In the article “Consonance preferences within an unconventional tuning system,” Friedman and colleagues (2021) examine consonance ratings of a large range of dyads and triads from the Bohlen-Pierce chromatic just (BPCJ) scale. The study is designed as a replication of a recent paper by Bowling, Purves, and Gill (2018), which proposes that perception of consonance in dyads, triads, and tetrads can be predicted by their harmonic similarity to human vocalisations.
In this commentary, we would like to correct some interpretations regarding Friedman et al.’s (2021) discussion of our paper (Smit, Milne, Dean, & Weidemann, 2019), as well as express some concerns regarding the statistical methods used. We also propose a stronger emphasis on the use of, as named by Friedman et al., composite models as a range of recent evidence strongly suggests that no single acoustic measure can fully predict the complex experience of consonance.
In recent years, there has been an increase in the use of unconventional or microtonal systems in music perception research (Herff, Olsen, Dean, & Prince; Leung & Dean, 2018; Loui, Wessel, & Hudson Kam, 2010; Milne, 2013; Milne, Laney, & Sharp, 2016; Smit, Milne, Dean, & Weidemann, 2019, 2020). We applaud the authors for following this path as—also indicated by them—prior research on consonance has been confounded with effects of familiarity, which can be reduced by using tuning systems with intervals unfamiliar to participants.

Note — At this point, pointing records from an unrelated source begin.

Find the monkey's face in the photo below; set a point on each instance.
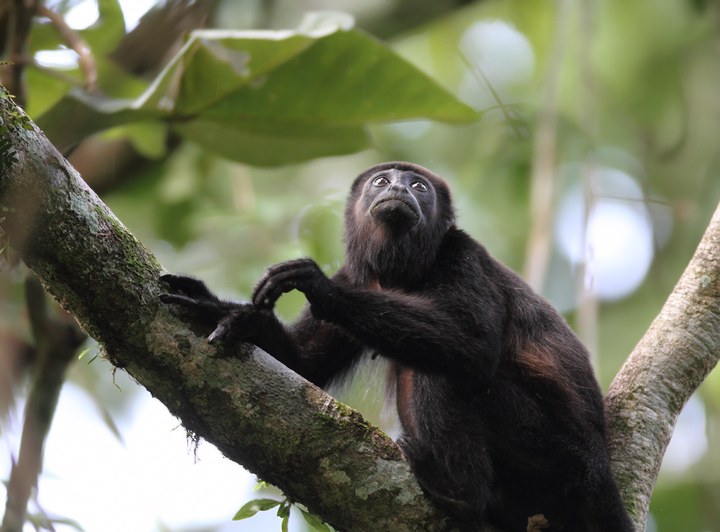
(398, 199)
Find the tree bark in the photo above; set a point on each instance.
(672, 359)
(257, 412)
(267, 418)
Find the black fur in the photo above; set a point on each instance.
(502, 416)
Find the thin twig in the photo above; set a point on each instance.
(75, 42)
(587, 301)
(543, 164)
(57, 340)
(475, 69)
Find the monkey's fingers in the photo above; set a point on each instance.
(265, 296)
(190, 286)
(183, 301)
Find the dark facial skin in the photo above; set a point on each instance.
(400, 199)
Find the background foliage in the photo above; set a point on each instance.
(211, 156)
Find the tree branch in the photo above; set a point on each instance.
(667, 366)
(256, 411)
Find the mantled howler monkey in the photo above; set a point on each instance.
(502, 418)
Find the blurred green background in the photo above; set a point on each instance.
(632, 88)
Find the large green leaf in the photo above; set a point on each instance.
(270, 97)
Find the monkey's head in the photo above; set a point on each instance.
(395, 219)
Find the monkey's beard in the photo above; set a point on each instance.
(393, 254)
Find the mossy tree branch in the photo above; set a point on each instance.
(672, 359)
(263, 416)
(256, 411)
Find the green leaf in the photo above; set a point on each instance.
(315, 522)
(251, 508)
(284, 510)
(270, 97)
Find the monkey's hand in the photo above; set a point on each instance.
(227, 320)
(300, 274)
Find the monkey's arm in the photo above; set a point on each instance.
(416, 330)
(317, 351)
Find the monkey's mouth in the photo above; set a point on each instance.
(394, 199)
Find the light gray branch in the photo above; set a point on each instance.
(679, 350)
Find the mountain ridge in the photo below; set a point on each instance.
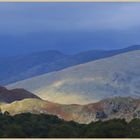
(48, 61)
(89, 82)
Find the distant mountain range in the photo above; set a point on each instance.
(118, 75)
(18, 68)
(9, 96)
(118, 107)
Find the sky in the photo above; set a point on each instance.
(67, 27)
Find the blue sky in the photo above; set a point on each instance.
(68, 27)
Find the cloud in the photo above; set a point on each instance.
(22, 18)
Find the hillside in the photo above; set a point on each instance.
(22, 67)
(29, 125)
(8, 96)
(119, 107)
(118, 75)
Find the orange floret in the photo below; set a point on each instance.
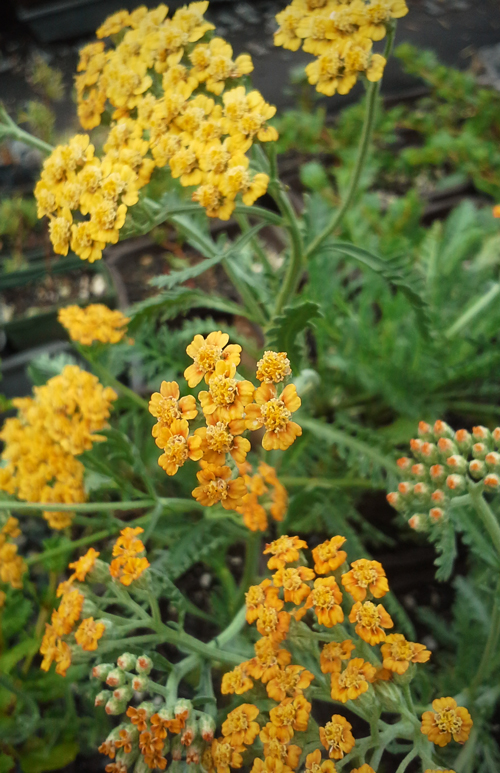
(336, 737)
(353, 681)
(325, 599)
(333, 654)
(274, 413)
(447, 721)
(284, 550)
(365, 576)
(328, 556)
(370, 621)
(399, 653)
(206, 353)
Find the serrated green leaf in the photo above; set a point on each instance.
(285, 329)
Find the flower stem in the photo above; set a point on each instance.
(372, 92)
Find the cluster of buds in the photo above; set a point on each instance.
(443, 462)
(153, 729)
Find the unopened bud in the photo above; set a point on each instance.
(437, 473)
(428, 452)
(442, 429)
(446, 448)
(492, 481)
(207, 727)
(140, 683)
(481, 433)
(102, 698)
(114, 707)
(438, 497)
(126, 662)
(417, 522)
(457, 463)
(395, 501)
(455, 483)
(492, 460)
(421, 490)
(419, 471)
(144, 665)
(477, 469)
(115, 678)
(102, 670)
(463, 440)
(479, 450)
(123, 694)
(424, 430)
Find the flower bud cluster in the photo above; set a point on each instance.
(443, 462)
(154, 728)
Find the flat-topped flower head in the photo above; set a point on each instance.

Friedman, Kowalewski, Vuvan, & Neill (2021) describe our 2019 study by emphasizing the differences between the studies with a particular focus on it not replicating Bowling, Purves, and Gill’s (2018) study. We would like to emphasize that our study was not designed to replicate Bowling et al., but rather to “combine multiple novel and established extrinsic and intrinsic predictors to model affective responses in a systematic approach” (Smit et al., 2019). Our study, initially inspired by Mathews, Pierce, Reeves, and Roberts (1988), aimed to collect consonance and valence ratings of a large number of Bohlen-Pierce triads. We modeled these responses with several intrinsic perceptual musical features that might be culture-independent, such as harmonicity, roughness, spectral entropy, and average pitch height, as well as culture-dependent features, such as the distance from the BP chord to the closest 12-TET chord.

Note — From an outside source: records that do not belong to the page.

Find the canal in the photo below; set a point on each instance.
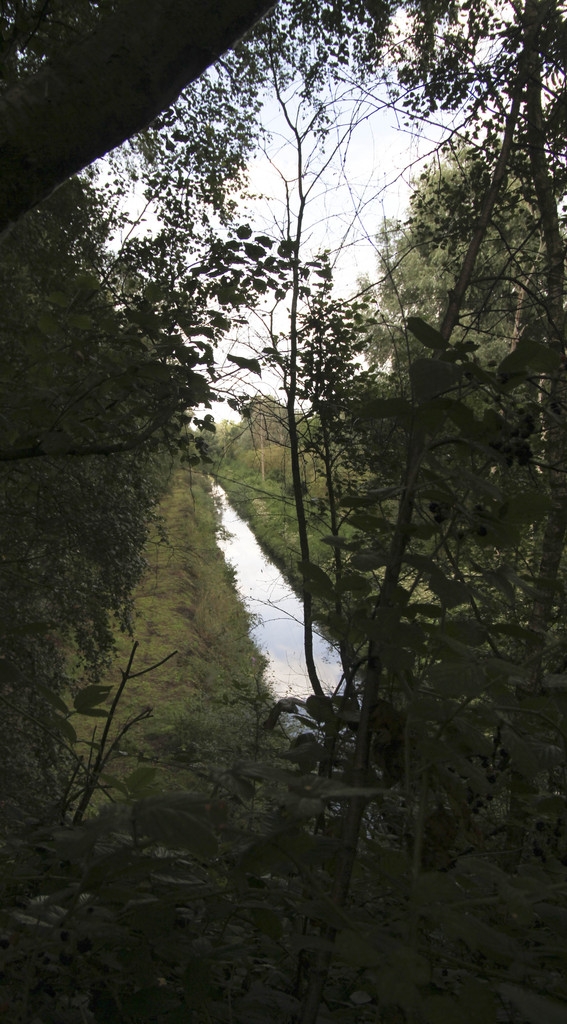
(275, 609)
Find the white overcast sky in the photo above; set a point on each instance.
(366, 180)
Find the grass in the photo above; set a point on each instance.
(210, 699)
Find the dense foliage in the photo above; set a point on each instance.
(404, 859)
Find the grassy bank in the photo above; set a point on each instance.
(209, 699)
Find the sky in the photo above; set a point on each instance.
(361, 175)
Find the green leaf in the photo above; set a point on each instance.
(153, 292)
(316, 581)
(534, 1009)
(180, 819)
(443, 1010)
(383, 409)
(80, 321)
(267, 922)
(252, 365)
(9, 673)
(139, 780)
(432, 377)
(526, 508)
(63, 726)
(320, 709)
(53, 698)
(533, 354)
(426, 334)
(90, 696)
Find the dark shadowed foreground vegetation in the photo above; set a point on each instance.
(400, 857)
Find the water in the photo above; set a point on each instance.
(275, 609)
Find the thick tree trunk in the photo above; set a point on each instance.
(106, 88)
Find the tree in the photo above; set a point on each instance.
(132, 65)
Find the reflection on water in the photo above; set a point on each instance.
(276, 610)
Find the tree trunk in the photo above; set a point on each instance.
(107, 88)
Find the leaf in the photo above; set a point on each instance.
(443, 1010)
(139, 780)
(63, 726)
(9, 673)
(530, 353)
(478, 1001)
(535, 1009)
(267, 922)
(179, 819)
(90, 696)
(51, 698)
(320, 709)
(426, 334)
(383, 409)
(432, 377)
(526, 508)
(252, 365)
(316, 581)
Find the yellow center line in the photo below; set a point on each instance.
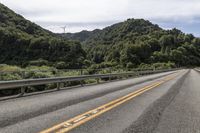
(83, 118)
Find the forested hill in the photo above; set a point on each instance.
(22, 42)
(137, 41)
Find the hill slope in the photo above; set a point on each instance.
(137, 41)
(22, 41)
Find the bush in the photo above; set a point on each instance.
(39, 62)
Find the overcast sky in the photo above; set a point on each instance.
(91, 14)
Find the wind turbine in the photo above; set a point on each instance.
(64, 28)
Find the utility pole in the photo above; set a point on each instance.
(64, 28)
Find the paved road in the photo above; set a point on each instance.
(164, 108)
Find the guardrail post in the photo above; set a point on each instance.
(98, 80)
(22, 91)
(58, 86)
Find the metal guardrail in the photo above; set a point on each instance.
(6, 85)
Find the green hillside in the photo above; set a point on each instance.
(22, 42)
(137, 41)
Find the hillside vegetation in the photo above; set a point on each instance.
(137, 42)
(129, 44)
(23, 42)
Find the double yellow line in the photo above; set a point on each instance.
(83, 118)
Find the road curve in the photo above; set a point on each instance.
(123, 118)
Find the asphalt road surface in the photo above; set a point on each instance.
(161, 103)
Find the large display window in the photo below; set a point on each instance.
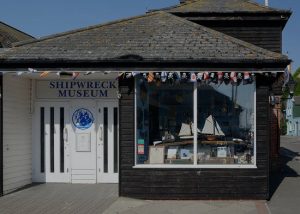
(194, 124)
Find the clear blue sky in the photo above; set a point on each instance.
(41, 18)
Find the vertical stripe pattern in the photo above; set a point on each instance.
(105, 120)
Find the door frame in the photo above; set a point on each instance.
(101, 176)
(41, 177)
(37, 175)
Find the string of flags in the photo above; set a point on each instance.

It is important to emphasize that these predictors have many different mathematical quantifications; there is no single measure of harmonicity. Friedman et al. (2021) state that harmonicity in Smit et al. (2019) is “gauged using a relatively comprehensive measure akin to that of Harrison and Pearce (2020).” In fact, there is no kinship between these two quantifications of harmonicity. The latter is based on the quantification of harmonicity introduced and defined in Milne (2013) and Milne et al. (2016), but the method specified in Smit et al. (2019) is quite different to that, conceptually and mathematically. It would certainly be interesting to test multiple quantifications of harmonicity with the BP ratings obtained by Friedman et al. and by Smit et al. (2019). Besides harmonicity, we also included measures of roughness and spectral entropy. The latter is particularly interesting when studying unfamiliar (microtonal) musical systems, as it provides a way to capture the unpredictability of the spectrum of a chord.

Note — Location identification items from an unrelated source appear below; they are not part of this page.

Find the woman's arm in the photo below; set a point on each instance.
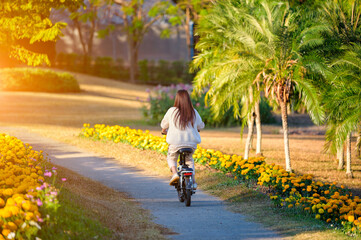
(199, 123)
(165, 121)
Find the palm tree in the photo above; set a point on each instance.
(342, 18)
(344, 100)
(226, 68)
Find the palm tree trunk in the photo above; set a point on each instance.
(358, 142)
(249, 136)
(258, 128)
(133, 60)
(285, 135)
(340, 157)
(348, 157)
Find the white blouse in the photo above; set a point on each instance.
(176, 136)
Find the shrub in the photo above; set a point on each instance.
(37, 80)
(27, 200)
(162, 97)
(164, 72)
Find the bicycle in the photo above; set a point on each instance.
(185, 184)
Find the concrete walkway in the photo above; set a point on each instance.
(207, 218)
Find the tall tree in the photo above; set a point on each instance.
(191, 11)
(341, 49)
(272, 47)
(136, 18)
(226, 67)
(30, 20)
(86, 21)
(344, 100)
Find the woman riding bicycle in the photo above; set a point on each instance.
(182, 124)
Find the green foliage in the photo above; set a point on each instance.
(71, 221)
(161, 98)
(164, 72)
(37, 80)
(252, 44)
(33, 17)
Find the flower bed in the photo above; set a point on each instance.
(161, 98)
(37, 80)
(26, 199)
(324, 201)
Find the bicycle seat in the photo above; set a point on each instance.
(185, 150)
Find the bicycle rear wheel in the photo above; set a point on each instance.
(188, 191)
(180, 195)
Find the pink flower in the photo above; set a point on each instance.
(39, 202)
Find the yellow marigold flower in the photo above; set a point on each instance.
(350, 218)
(6, 232)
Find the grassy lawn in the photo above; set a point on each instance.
(90, 210)
(60, 116)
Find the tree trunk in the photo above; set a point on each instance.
(259, 129)
(358, 142)
(348, 156)
(187, 30)
(249, 136)
(341, 158)
(285, 135)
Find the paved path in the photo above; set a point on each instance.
(207, 218)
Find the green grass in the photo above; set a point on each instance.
(37, 80)
(73, 221)
(247, 199)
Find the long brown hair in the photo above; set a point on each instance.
(185, 113)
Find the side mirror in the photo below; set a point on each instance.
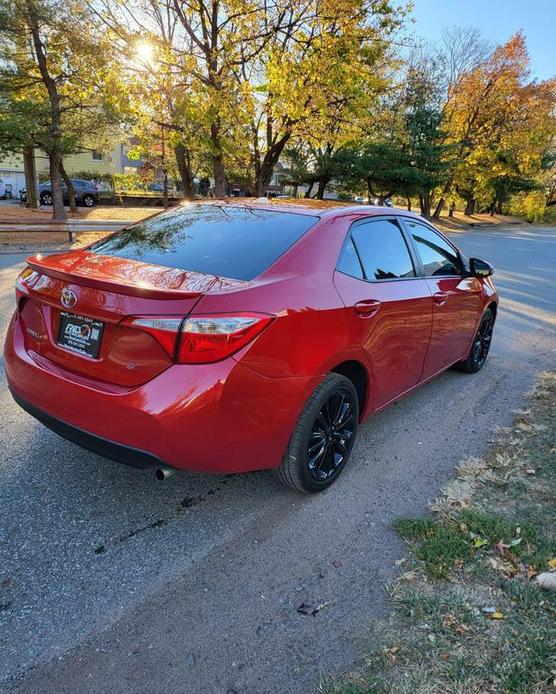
(480, 268)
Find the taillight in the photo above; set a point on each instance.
(202, 339)
(205, 339)
(163, 329)
(26, 279)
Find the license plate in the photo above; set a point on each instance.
(80, 334)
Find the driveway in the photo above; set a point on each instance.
(110, 581)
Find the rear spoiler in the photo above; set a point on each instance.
(134, 279)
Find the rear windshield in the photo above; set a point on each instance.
(235, 242)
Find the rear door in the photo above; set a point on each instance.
(456, 298)
(389, 307)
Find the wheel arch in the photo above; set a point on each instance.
(492, 306)
(358, 375)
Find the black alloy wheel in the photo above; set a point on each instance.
(321, 443)
(480, 347)
(331, 435)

Friedman et al. (2021) state that we “did not equate the average pitch heights of component chord tones,” but it is only by including variations in mean pitch that we can explicitly model its effect on pleasantness. Our experimental design allowed us to show that, for our participants, mean pitch is one of the most important predictors of pleasantness: any set of stimuli without such variation will miss this crucial fact. Finally, we included a measure that accounts for the difference between the tested chords and the closest Western chord, thereby controlling for specific aspects of familiarity.
We also have some concerns with the statistical methods reported in this paper. In the tests of correlations, there are a number of post hoc analyses where the data are subdivided until significance is achieved. It is not clear exactly how the regressions were performed, but it appears to be on responses averaged over participants. We suggest that using a mixed effects model applied to the unaveraged data (where the intercept and slope vary for each participant), and modeling the Likert data as ordinal, might be a better approach. In our own study we employed a Bayesian mixed effects model that allows for the full posterior distribution of every effect to be estimated and protects against overfitting.
Overall, our results support not only the inclusion of roughness, harmonicity, and familiarity, but also spectral entropy and, notably, mean pitch height. All of these are complementary predictors of pleasantness (and valence) for Bohlen Pierce chords. Furthermore, these findings—for every predictor—have been recently replicated with different participants in a different experimental setting (Smit et al., 2020).
We also caution against conflating evidence for harmonicity with vocal similarity. There are other possible mechanisms by which harmonicity may predict consonance, including perceptual fluency and learned associations. Experiments such as ours and Friedman et al.’s (2021) are not designed to distinguish between such possibilities.
Music and emotion perception are both complex and involve a vast array of different perceptual processes. The results from Friedman et al. (2021) and our studies (Smit et al., 2019, 2020) highlight the need for composite models when studying affect perception in music.